Produção de veículos sobe mas queda em relação a 2019 é de 21%
Produção avança mais do que o esperado mas há desafios como a exportação de veículos e o alto custo Brasil
Autos Carros|Marcos Camargo Jr

Dados divulgados nesta manhã pela Anfavea, associação dos fabricantes de veículos mostra que em agosto foram produzidos 210,9 mil veículos no país, crescimento de 23,6% sobre julho mas uma queda de 21,8% sobre o mesmo período de 2019. Já as vendas cresceram 5,1% no último mês com 183,4 mil unidades comercializadas. Quando comparado com agosto de 2019, a queda chegou a 24,5%.

Por conta da pandemia, a redução era esperada mas o tom do setor automobilístico não é de "terra arrrasada", como supunham algumas expectativas. "O setor automotivo estava saindo de uma crise em 2015 e 2016 e agora passando pela pior fase da pandemia no segundo trimestre. No próximo mês vamos reavaliar os impactos da crise e divulgar novos prognósticos", disse Luiz Carlos Moraes, presidente da Anfavea durante a coletiva online.

O executivo avalia que a movimentação do governo para combater os danso econômicos da pandemia foram positivos. "A injeção de 250 bilhões do auxílio emergencial, os recursos que foram colocados ambém para suportar a medida provisória 936 que dá repõe parte dos salários reduzidos, o dinheiro para estados e municípios, a gente sabe que esse dinheiro ajudou a economia. (...) Quem recebe R$ 600 não compra carro mas esse dinheiro na economia ajuda o setor", avaliou o executivo.
Custos pressionados por conta do câmbio
Na coletiva online o R7 perguntou ao presidente da Anfavea sobre a recente elevação dos preços dos veículos, fenômeno visto tanto em modelos nacionais quanto importados. "O impacto do dólar é 'na veia'. Outros impactos temos como o custo do aço e isso afeta o nosso fornecedor e a indústria junto. A taxa de juros para baixo traz o dólar para cima".

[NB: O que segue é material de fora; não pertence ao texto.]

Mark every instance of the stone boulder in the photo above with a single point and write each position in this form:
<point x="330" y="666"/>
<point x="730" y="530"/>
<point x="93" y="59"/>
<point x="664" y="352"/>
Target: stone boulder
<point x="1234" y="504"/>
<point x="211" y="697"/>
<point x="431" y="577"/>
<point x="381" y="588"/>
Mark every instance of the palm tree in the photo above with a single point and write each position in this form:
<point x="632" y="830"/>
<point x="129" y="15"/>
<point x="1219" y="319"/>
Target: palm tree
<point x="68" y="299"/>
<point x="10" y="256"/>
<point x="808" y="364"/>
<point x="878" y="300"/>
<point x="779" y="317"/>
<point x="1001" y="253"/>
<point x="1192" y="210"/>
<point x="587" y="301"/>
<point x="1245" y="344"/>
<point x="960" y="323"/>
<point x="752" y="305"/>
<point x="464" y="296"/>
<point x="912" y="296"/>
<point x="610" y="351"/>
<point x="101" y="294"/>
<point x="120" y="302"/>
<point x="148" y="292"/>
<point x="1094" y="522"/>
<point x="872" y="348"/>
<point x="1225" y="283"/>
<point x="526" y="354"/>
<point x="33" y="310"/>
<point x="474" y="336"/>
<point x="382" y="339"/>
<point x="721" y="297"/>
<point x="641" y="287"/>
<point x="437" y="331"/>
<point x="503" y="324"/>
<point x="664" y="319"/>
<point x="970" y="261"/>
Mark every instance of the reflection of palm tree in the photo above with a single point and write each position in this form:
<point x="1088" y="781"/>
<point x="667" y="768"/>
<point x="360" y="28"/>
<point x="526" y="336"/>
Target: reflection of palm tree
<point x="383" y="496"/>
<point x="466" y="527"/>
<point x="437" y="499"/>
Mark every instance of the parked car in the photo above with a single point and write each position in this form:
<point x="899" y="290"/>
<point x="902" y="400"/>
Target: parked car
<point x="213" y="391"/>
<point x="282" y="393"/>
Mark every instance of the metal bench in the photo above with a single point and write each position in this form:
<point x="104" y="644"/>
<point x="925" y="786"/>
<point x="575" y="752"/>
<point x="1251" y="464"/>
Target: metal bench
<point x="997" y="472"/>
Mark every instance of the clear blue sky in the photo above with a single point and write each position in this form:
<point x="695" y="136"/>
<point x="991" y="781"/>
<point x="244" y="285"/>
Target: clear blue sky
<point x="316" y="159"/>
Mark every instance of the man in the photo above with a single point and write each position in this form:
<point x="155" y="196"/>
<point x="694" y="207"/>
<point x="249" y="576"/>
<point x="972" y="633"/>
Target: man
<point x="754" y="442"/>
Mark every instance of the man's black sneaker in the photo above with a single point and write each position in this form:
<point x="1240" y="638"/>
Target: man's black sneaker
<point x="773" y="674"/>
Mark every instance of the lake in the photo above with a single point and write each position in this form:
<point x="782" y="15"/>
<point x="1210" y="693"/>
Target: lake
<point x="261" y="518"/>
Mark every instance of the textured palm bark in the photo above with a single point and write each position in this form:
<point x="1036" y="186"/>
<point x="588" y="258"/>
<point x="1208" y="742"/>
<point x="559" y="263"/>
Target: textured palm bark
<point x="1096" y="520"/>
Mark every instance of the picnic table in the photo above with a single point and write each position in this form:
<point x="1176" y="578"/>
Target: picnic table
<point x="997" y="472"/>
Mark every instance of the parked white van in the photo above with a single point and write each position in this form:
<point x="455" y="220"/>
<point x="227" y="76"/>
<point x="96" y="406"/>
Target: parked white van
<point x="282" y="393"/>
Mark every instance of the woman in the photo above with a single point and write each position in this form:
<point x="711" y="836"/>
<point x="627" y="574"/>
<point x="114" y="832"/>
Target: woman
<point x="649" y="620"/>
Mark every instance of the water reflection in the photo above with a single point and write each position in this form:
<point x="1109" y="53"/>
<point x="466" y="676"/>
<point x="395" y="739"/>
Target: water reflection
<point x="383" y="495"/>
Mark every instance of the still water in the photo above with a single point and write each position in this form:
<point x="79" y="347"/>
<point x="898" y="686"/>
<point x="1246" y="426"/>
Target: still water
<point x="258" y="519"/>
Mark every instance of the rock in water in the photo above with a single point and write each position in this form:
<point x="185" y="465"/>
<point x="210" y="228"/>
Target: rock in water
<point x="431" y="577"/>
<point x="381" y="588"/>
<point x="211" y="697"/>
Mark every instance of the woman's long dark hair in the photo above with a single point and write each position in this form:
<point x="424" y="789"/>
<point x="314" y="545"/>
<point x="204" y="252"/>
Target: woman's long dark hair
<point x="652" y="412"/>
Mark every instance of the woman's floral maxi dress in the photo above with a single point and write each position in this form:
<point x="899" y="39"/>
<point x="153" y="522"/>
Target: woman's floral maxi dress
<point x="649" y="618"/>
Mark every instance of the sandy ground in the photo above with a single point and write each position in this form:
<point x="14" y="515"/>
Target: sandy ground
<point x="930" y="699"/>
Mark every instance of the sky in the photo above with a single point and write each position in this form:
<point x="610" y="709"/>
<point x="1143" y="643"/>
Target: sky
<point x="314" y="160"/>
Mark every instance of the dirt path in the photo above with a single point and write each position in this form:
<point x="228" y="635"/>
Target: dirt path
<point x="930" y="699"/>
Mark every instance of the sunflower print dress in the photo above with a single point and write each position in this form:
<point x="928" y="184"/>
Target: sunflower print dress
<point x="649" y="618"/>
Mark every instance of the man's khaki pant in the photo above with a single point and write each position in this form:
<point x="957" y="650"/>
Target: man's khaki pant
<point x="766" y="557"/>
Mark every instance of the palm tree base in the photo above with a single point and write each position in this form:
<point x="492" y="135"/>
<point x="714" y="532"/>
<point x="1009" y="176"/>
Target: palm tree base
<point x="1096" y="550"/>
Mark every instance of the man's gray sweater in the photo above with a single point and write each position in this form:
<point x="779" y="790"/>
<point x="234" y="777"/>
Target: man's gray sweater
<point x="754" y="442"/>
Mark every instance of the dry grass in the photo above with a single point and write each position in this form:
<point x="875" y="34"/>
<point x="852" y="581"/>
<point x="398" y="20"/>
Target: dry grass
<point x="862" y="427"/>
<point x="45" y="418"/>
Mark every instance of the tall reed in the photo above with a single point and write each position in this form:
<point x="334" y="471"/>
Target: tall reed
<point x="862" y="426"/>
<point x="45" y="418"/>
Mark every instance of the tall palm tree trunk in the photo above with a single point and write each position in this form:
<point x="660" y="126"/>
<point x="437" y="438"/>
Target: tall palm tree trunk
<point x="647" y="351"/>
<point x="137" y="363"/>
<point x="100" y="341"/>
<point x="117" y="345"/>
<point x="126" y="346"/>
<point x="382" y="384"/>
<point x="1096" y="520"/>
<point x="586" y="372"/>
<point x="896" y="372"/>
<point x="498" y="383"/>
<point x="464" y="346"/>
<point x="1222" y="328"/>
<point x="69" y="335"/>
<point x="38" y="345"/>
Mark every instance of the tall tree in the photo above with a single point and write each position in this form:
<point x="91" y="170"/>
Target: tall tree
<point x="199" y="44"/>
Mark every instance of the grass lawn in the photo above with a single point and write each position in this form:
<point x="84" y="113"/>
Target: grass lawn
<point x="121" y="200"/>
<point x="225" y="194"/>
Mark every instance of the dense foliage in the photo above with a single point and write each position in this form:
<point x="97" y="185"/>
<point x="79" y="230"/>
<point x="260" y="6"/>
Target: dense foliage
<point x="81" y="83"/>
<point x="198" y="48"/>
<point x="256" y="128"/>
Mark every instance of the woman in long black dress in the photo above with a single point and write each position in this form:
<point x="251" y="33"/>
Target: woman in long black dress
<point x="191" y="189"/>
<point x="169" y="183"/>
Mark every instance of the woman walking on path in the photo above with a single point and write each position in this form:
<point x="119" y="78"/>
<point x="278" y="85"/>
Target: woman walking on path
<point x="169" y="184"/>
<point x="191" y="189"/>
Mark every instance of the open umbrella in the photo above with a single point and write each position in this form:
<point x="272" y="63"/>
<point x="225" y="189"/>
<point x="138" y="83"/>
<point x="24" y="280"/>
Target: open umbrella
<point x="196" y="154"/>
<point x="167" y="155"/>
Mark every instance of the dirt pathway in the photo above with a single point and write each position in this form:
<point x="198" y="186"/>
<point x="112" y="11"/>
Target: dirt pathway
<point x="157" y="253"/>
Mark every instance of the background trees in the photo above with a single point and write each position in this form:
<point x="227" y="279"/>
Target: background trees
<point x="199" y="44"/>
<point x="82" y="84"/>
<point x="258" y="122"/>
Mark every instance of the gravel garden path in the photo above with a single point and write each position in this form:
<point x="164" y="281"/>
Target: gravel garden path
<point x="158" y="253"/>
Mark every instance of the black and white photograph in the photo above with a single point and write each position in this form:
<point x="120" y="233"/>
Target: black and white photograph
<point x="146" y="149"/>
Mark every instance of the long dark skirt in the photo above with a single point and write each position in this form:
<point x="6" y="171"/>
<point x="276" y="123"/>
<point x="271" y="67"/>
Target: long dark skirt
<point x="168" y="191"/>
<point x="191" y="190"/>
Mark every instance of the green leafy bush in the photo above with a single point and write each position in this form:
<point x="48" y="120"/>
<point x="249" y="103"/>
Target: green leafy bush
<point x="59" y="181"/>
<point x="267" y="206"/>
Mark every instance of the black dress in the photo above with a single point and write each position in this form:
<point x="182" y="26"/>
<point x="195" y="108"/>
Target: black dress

Segundo o presidente da entidade as montadoras estão trabalhando para reduzir custos administrativos, nas fábricas e na cadeia para ter competitividade e amenizar o impacto nos preços pelo custo mais elevado. "Tenho falado com o governo que precisamos aumentar a exportação para ter um impacto menor da elevação do câmbio no preço final ao consumidor", disse Moraes.
Queda nas exportações: baixa demanda

A Anfavea também ilustrou que a queda na demanda por conta da pandemia afetou igualmente nossas exportações de veículos. Em agosto foram exportadas 28,1 mil unidades, redução de 3,4% ante julho e um recuo de 23,4% em relação a agosto de 2019.
A entidade classifica como "preocupante" a ociosidade na indústria brasileira. "Nas exportações temos preocupações, temos movimentos diferentes e países em realidades diferentes. Como disse o ministro Paulo Guedes é difícil fazer uma previsão pois não usamos os dados comuns para fazer essa análise até porque estamos em um fenômeno muito atípico", disse o presidente.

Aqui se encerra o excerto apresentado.